While Ann checked out the ground for a smooth ride, Liz made it to the other side of the cement blocks. But like my Mini on some roads where I scratch bottom, the curb was too tall on the other side for her chair to make it down. Ann said it could break her wheels.

Well, Liz wasn’t at all happy about that, honestly, not at all. And this is where I noticed our true sisterhood. Don’t tell us we can’t do something. It will only drive us forward!
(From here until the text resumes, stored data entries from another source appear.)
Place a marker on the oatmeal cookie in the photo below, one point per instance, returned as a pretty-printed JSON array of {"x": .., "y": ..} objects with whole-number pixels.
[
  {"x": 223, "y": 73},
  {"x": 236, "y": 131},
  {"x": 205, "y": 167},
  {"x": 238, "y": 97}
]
We’ll be back, hopefully next Tuesday or Wednesday, with a new story. In the meantime, I’ll let the Friends of Lake Park know we need a plank to make Snake Hill truly Accessible. Or we’ll bring our own 2 x 4!

Fellow writers at work


And one for the road:

Forget about what’s happened; don’t keep going over old history. Be alert, be present. I’m about to do something brand-new. It’s bursting out! Don’t you see it? There it is! I’m making a road through the desert, rivers in the badlands.” Isaiah 43: 18-19 (The Message) I love Eugene Peterson’s interpretation: “making rivers in the badlands”. Let’s do it!